President of the Assembly of French Polynesia
- In office 18 October 1953 – 10 June 1955
- Preceded by: Jean-Baptiste Céran-Jérusalémy
- Succeeded by: Walter Grand

Member of the French Polynesian Assembly for Tubuai, Raivavae, Rapa
- In office 18 January 1953 – 3 November 1957

Personal details
- Born: 11 September 1897 Rennes, France
- Died: 2 February 1985 Tubuai, French Polynesia
- Party: Democratic Rally of the Tahitian People

= Noël Ilari =

French soldier (1897–1985)

Noël Ilari (11 September 1897—2 February 1985) was a French soldier who fought in both world wars. He served as president of the Assembly of French Polynesia from 1953 to 1955.

==Biography==
Ilari was born in Rennes in France. He fought in the First World War, which he finished at the rank of second lieutenant. He arrived in French Polynesia in 1934, where he came into conflict with the local authorities because of his challenge to commercial monopolies.

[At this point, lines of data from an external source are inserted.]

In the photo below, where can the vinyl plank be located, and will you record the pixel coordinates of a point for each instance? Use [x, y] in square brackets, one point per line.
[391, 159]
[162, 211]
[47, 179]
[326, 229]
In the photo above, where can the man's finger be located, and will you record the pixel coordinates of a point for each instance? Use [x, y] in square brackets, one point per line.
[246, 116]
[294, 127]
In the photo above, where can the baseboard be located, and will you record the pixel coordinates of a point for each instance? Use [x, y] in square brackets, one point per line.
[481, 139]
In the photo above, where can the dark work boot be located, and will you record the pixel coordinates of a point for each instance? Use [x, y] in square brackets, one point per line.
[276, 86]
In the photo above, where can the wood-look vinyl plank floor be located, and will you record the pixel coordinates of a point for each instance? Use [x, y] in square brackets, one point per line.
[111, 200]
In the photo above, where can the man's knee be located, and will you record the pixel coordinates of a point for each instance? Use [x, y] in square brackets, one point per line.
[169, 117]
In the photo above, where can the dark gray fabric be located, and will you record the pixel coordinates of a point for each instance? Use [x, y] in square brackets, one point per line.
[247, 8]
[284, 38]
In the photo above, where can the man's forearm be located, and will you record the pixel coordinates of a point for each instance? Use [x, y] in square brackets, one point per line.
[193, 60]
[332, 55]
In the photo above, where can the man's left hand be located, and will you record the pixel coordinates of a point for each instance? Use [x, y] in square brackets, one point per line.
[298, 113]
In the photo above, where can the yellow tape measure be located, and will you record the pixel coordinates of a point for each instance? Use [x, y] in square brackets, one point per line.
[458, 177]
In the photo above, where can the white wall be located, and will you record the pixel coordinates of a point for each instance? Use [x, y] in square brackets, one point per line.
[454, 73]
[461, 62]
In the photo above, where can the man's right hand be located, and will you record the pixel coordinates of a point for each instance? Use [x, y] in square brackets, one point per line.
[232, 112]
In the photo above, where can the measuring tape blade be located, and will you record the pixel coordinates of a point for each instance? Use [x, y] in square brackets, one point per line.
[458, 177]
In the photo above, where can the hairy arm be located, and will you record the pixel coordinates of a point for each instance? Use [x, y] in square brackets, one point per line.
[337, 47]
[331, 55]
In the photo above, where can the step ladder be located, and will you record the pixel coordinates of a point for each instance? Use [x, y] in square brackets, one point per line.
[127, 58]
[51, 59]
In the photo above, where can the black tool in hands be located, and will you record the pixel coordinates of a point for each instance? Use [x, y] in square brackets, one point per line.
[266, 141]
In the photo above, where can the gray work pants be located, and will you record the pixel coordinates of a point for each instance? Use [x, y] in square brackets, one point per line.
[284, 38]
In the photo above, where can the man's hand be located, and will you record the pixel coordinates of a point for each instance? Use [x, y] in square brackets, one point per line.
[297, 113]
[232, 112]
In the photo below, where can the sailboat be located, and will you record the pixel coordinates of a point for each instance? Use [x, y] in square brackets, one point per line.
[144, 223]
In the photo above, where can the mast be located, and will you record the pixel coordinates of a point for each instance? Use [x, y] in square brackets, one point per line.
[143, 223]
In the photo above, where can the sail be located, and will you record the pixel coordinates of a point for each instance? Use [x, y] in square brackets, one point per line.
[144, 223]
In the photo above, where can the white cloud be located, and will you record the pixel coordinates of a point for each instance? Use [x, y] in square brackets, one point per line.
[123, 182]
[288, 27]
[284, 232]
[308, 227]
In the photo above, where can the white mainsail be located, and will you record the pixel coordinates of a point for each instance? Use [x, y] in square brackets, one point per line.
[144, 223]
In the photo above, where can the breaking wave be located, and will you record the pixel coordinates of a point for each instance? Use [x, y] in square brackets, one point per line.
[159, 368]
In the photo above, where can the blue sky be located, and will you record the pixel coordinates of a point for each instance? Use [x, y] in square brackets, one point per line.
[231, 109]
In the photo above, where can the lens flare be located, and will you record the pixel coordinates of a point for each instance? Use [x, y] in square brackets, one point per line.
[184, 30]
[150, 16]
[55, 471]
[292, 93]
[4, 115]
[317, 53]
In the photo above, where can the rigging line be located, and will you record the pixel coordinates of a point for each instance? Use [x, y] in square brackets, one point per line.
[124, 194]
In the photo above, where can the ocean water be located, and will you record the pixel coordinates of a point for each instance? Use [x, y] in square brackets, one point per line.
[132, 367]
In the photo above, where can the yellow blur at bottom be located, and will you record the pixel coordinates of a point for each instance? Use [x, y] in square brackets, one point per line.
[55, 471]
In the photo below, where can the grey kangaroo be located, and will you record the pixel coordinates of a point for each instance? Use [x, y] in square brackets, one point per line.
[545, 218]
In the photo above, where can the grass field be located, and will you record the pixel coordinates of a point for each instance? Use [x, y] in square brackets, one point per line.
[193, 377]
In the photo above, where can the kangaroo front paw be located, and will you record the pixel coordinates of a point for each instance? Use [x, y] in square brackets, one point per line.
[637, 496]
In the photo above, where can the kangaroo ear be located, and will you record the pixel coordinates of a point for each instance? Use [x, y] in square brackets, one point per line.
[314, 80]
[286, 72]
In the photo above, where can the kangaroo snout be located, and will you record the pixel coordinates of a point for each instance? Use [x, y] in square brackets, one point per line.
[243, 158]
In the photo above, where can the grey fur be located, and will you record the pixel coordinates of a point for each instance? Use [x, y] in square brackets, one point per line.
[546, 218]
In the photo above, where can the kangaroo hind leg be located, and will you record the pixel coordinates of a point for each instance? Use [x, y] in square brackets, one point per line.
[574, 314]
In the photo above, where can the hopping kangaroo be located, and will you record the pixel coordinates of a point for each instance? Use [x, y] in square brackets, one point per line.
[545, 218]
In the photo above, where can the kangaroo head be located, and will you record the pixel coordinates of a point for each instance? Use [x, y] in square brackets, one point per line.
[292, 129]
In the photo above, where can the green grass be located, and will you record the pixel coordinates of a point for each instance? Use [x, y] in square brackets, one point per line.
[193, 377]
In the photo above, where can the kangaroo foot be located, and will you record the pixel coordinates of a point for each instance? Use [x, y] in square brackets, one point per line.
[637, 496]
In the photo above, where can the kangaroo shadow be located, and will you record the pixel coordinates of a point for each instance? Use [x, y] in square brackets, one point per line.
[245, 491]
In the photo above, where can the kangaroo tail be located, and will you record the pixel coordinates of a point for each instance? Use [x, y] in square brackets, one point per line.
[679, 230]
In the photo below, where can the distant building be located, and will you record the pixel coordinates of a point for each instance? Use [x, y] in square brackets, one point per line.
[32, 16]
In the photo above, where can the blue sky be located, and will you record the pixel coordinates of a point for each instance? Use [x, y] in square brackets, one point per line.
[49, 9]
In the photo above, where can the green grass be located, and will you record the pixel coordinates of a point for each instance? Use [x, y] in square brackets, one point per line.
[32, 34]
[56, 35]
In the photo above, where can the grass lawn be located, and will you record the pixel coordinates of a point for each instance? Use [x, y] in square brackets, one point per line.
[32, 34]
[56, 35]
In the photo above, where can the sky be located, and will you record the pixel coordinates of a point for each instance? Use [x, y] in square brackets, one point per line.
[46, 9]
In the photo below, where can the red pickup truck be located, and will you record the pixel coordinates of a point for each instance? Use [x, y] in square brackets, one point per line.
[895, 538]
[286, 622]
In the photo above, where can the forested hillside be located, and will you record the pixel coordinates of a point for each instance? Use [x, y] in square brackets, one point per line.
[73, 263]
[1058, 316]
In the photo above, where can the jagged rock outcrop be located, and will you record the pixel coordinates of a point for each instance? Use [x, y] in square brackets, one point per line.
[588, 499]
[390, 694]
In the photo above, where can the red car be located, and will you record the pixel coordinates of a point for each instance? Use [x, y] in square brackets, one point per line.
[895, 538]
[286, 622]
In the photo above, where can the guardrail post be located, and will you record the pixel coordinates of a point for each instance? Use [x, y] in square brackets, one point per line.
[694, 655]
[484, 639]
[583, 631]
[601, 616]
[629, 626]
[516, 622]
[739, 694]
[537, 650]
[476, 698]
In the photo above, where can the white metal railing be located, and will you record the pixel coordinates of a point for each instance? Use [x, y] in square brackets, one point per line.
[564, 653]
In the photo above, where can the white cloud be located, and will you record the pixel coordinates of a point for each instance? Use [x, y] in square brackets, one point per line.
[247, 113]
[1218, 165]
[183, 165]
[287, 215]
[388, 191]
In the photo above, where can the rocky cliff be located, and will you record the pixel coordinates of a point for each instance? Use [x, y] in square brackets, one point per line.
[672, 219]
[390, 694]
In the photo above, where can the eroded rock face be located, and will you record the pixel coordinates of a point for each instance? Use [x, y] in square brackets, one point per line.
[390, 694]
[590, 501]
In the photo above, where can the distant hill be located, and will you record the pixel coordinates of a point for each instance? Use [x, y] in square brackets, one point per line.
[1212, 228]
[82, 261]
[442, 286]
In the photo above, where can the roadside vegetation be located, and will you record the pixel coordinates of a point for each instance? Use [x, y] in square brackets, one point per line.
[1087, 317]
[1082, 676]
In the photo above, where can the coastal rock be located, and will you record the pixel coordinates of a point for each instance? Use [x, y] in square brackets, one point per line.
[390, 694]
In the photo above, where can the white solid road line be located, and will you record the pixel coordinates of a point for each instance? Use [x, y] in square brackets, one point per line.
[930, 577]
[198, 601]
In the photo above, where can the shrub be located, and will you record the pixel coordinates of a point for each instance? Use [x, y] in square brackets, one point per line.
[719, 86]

When war was declared in 1939, as a reserve captain, he asked and obtained from Governor Frédéric Chastenet de Géry permission to go to France at his own expense to fight and thus took part in the French campaign in June 1940. Accusing General de Gaulle of wanting to divide the French, he joined Vichy and held positions within the Ministry of Sports and Youth. In charge of the mission in Polynesia, he was refused entry to the territory by Émile de Curton, the governor appointed by de Gaulle. He continued his mission in Indochina under the orders of Admiral Jean Decoux until the end of the war.

He returned to France in 1946, and then to Polynesia where in 1947 he was accused of a plot in association with Pouvanaa a Oopa. After being imprisoned for several months, he was acquitted, but banned from staying in Tahiti. He moved to Tubuai in the Austral Islands, and became a farmer and teacher, living on a property of 120 hectares which he called "Ermitage Sainte-Hélène". He was elected to the Assembly of French Polynesia in the 1953 French Oceanian legislative election on the ticket of Oopa's Democratic Rally of the Tahitian People, and was elected vice-president of the Assembly. Following a dispute in the Assembly on 10 April, a fight broke out between Ilari and Alfred Poroi. Ilari then challenged Poroi to a duel, which Poroi agreed should take place at the end of the day. The duel ultimately did not occur, after Governor René Petitbon broadcast a radio message forbidding it and stationed police at the homes of the participants. In October 1953 he left the RDPT and joined the opposition, and was elected president of the Assembly. Walter Grand, a former Free Frenchman, succeeded him in June 1955. He lost his seat in the 1957 election.

In 1964 he published a memoir, Secrets tahitiens. Journal d'un popaa farani.

He died and was buried on his property in 1985.